Add Organization-Level Integration

  1. Click your profile icon and choose Settings.
  2. Go to Organization>Integrations.
  3. Find the provider you want to connect and click Connect next to them.
  4. Enter the API key and any other required details.
  5. Click Connect. You can use this integration in pipelines and indexes in all workspaces in the current organization.

Then, add a component that uses an OpenAI model to your pipeline. Here are the components by the model type they use:

  • Embedding models:

    • OpenAITextEmbedder: Calculates embeddings for text, like query. Often used in query pipelines to embed a query and pass the embedding to an embedding retriever.
    • OpenAIDocumentEmbedder: Calculates embeddings for documents. Often used in indexes to embed documents and pass them to DocumentWriter.

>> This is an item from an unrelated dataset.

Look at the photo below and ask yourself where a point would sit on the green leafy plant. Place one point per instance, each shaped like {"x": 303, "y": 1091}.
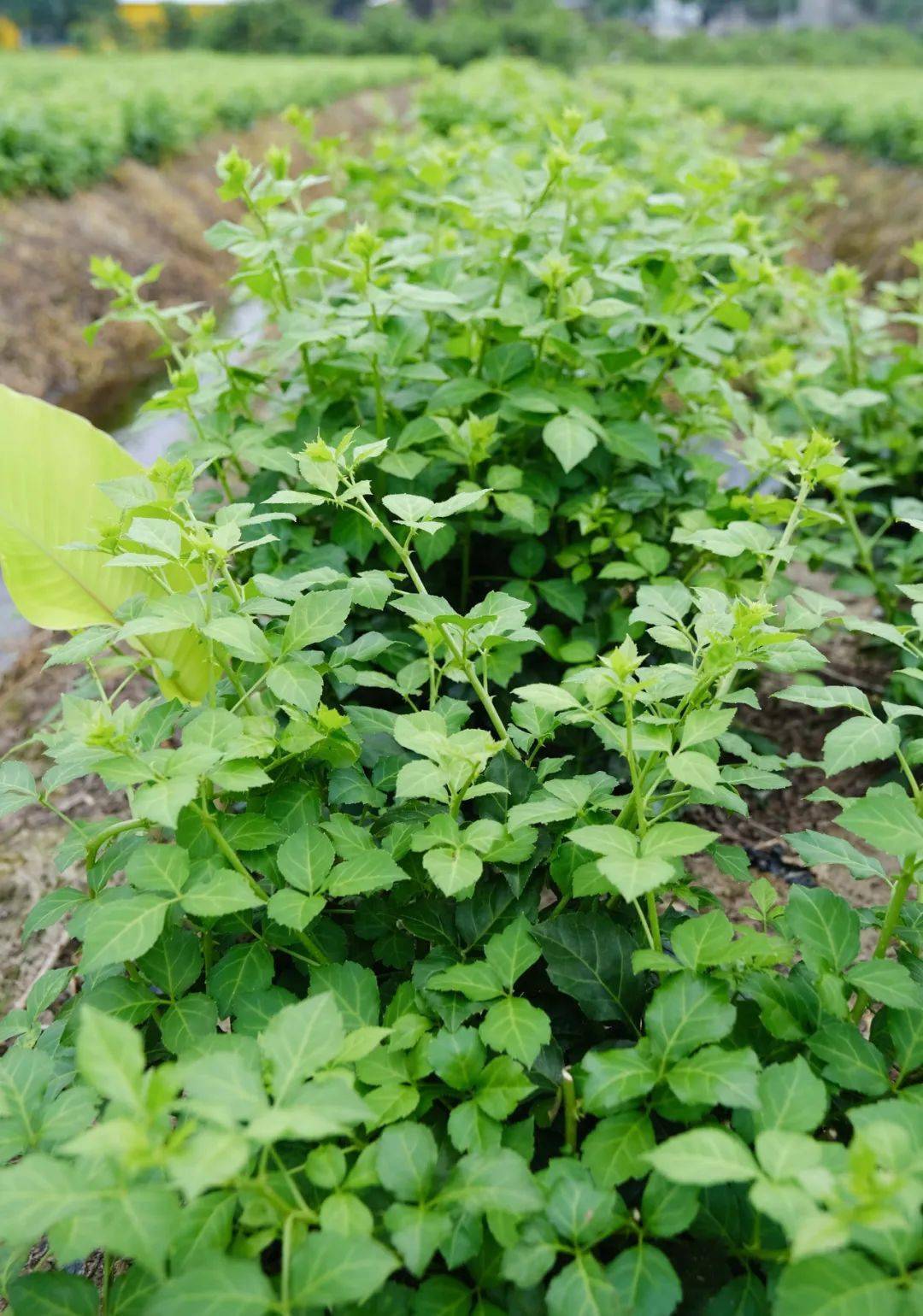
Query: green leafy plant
{"x": 399, "y": 978}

      Embedding Models in Query Pipelines and Indexes

      The embedding model you use to embed documents in your indexing pipeline must be the same as the embedding model you use to embed the query in your query pipeline.

      This means the embedders for your indexing and query pipelines must match. For example, if you use CohereDocumentEmbedder to embed your documents, you should use CohereTextEmbedder with the same model to embed your queries.

  • LLMs:

    • OpenAIGenerator: Generates text using OpenAI models, often used in RAG pipelines.

Usage Examples

This is an example of how to use OpenAI's embedding models and an LLM in an index and a query pipeline (each in a separate tab):

components:
...
splitter:
type: haystack.components.preprocessors.document_splitter.DocumentSplitter
init_parameters:
split_by: word
split_length: 250
split_overlap: 30

document_embedder:
type: haystack.components.embedders.openai_document_embedder.OpenAIDocumentEmbedder
init_parameters:
model: text-embedding-ada-002 # the model to use

writer:
type: haystack.components.writers.document_writer.DocumentWriter
init_parameters:
document_store:
type: haystack_integrations.document_stores.opensearch.document_store.OpenSearchDocumentStore
init_parameters:
embedding_dim: 768
similarity: cosine
policy: OVERWRITE

connections: # Defines how the components are connected
...
- sender: splitter.documents
receiver: document_embedder.documents
- sender: document_embedder.documents
receiver: writer.documents

Here is how to connect the components in Pipeline Builder. In the index, OpenAIDocumentEmbedder receives documents from DocumentSplitter and then passes the embedded documents to DocumentWriter, which writes them into the Document Store:

In indexes, OpenAIDocumentEmbedder receives documents from DocumentSplitter and then passes the embedded documents to DocumentWriter, which writes them into the Document Store

In a query pipeline, OpenAITextEmbedder embeds the query using the same model as the OpenAIDocumentEmbedder in the index. Then, it sends the embedded query to the retriever, which fetches matching documents and sends them to PromptBuilder. OpenAIGenerator then receives the rendered prompt from the PromptBuilder and sends the generated replies to AnswerBuilder to build a proper GeneratedAnswer object.

In the query pipeline, OpenAITextEmbedder embeds the query using the same model as the OpenAIDocumentEmbedder in the index. Then, it sends the embedded query to the retriever, which fetches matching documents and sends them to PromptBuilder. OpenAIGenerator then receives the rendered prompt from the PromptBuilder and sends the generated replies to AnswerBuilder to build a proper GeneratedAnswer object.